He has used every opportunity he gets to articulate and paint the big picture on the fight against crime, including his latest interview carried in the Sunday edition of this newspaper, in which he implores Jamaicans to fight this scourge together.

And yet we could not help noticing the fact that, in what was his first major interview for the new year, our top crime-fighter and guardian of the nation completely avoided any reference to the role of our elected politicians who should provide leadership.

Could it be that General Anderson himself sees no practical use in calling on the Government and Opposition to provide the leadership in mobilising the country to put partisanship aside and unite against the criminals?
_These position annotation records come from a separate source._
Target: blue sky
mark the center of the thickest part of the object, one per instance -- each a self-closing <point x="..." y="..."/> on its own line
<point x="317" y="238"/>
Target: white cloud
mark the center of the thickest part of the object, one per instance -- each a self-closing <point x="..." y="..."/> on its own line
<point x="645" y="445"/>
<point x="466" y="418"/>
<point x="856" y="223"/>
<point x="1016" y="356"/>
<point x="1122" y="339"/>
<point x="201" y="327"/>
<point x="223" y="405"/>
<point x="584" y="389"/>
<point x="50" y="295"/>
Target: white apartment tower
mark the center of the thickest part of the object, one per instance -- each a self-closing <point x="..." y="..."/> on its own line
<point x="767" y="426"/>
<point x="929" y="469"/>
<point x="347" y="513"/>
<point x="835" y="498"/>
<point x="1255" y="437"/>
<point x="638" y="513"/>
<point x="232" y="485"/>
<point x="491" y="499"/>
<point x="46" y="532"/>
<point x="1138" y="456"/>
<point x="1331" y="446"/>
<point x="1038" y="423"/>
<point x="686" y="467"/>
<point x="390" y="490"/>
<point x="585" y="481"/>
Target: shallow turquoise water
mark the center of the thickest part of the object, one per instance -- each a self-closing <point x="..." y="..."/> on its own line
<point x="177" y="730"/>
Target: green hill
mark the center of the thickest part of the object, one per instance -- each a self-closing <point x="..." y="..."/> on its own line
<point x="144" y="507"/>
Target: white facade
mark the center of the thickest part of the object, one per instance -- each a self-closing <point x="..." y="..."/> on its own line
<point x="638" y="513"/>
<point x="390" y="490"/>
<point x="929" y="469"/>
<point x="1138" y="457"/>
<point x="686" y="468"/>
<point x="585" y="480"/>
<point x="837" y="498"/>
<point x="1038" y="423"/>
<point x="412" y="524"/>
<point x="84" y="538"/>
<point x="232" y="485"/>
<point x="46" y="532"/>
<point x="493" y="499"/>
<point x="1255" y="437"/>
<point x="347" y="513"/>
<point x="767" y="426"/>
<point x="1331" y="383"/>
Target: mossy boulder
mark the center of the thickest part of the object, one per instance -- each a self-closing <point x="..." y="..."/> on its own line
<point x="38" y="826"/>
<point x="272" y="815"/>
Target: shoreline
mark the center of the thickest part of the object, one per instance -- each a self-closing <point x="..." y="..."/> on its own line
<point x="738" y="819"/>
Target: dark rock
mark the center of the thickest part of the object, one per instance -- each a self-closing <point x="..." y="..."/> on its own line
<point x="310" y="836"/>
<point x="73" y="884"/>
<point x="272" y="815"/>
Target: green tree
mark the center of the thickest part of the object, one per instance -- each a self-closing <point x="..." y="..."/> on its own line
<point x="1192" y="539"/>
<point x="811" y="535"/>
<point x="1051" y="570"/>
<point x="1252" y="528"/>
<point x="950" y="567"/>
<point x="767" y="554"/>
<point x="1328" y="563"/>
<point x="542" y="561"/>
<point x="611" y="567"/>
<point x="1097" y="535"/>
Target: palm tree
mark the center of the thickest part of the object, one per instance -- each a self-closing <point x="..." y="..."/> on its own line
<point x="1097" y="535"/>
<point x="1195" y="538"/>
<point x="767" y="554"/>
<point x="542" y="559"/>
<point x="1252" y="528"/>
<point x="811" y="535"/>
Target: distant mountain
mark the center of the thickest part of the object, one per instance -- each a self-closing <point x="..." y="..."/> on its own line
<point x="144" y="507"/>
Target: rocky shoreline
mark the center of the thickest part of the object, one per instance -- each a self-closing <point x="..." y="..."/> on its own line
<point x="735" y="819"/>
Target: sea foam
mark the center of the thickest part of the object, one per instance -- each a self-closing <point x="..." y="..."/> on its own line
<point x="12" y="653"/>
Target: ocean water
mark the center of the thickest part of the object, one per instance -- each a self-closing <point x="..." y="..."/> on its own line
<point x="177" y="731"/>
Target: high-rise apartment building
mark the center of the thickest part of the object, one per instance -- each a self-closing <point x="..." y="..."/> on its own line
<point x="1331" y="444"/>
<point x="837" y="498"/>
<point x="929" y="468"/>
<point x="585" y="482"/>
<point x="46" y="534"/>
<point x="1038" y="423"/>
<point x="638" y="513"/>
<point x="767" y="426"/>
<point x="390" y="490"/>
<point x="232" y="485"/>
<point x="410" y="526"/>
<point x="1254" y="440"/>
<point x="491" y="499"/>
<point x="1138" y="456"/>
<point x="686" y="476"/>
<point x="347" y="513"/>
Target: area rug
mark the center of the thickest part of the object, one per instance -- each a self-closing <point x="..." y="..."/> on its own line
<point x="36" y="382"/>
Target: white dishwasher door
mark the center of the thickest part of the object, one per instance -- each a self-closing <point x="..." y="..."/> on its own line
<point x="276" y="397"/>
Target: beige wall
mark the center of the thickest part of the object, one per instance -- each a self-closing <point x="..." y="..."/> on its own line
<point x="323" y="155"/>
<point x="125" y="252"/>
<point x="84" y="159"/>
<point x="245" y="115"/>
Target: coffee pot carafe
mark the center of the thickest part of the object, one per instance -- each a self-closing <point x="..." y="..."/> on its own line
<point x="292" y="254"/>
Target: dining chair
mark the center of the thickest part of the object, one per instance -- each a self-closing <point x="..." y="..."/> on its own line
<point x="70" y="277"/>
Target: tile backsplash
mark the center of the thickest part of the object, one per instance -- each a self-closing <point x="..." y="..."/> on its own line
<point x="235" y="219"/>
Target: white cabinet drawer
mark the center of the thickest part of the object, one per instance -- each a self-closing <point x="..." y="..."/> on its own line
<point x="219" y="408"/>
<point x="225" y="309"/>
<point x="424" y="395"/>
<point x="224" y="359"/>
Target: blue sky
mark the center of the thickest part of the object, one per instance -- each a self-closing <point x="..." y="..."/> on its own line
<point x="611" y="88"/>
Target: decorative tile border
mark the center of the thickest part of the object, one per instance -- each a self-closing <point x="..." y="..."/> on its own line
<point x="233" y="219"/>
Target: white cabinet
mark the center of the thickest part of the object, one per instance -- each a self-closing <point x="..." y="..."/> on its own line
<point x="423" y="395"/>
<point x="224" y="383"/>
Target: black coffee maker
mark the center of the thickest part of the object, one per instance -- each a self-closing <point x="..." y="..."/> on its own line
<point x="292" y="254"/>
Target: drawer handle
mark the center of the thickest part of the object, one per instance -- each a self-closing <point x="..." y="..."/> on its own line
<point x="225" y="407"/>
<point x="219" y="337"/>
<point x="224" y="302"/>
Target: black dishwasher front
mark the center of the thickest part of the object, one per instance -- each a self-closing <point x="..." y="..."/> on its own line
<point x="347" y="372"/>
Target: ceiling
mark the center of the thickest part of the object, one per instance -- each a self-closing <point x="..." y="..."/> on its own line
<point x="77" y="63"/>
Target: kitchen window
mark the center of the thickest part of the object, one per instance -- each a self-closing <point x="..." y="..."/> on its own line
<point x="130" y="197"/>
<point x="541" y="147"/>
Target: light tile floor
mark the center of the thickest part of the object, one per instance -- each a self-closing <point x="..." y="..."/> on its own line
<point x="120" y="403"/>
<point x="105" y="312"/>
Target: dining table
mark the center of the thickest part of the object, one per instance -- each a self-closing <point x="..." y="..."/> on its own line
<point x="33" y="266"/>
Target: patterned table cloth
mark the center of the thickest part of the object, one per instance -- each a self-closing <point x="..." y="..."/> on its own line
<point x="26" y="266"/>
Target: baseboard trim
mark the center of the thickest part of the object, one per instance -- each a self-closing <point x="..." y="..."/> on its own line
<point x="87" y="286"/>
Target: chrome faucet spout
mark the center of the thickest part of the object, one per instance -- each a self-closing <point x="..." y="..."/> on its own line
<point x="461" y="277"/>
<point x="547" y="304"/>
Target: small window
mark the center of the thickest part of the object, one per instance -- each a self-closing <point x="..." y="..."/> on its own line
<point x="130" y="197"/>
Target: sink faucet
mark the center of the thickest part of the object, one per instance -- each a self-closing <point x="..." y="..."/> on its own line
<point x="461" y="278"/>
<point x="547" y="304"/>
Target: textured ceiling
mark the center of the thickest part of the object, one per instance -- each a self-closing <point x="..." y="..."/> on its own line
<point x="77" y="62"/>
In our January 2, 2020 editorial, 'Crime-fighting: It's so hard to be strong when we've suffered for so long…', we pointed out that both Prime Minister Andrew Holness and Opposition Leader Dr Peter Phillips, in their new year's messages to the nation, made no effort to jointly summon Jamaicans to unite in a common assault on violent crimes.

“…[N]either leader made even fleeting reference to the multi-stakeholder talks aimed at bringing the political parties, civil society, the security forces, and the business sector together to fashion a comprehensive crime plan around which Jamaica can unite,” we noted.

Our suggestion was that the lack of a stomach to work together on crime might be related to the imminence of a general election, which the pundits seem sure could come this year and, in which case, Jamaica would be on its own.

Commissioner Anderson might well have seen the light. Instead of wasting time looking to the country's leadership, he instead spent his time encouraging Jamaicans to “seek consensus, take a collaborative approach, and make a national commitment to addressing the issue of violence in our society”.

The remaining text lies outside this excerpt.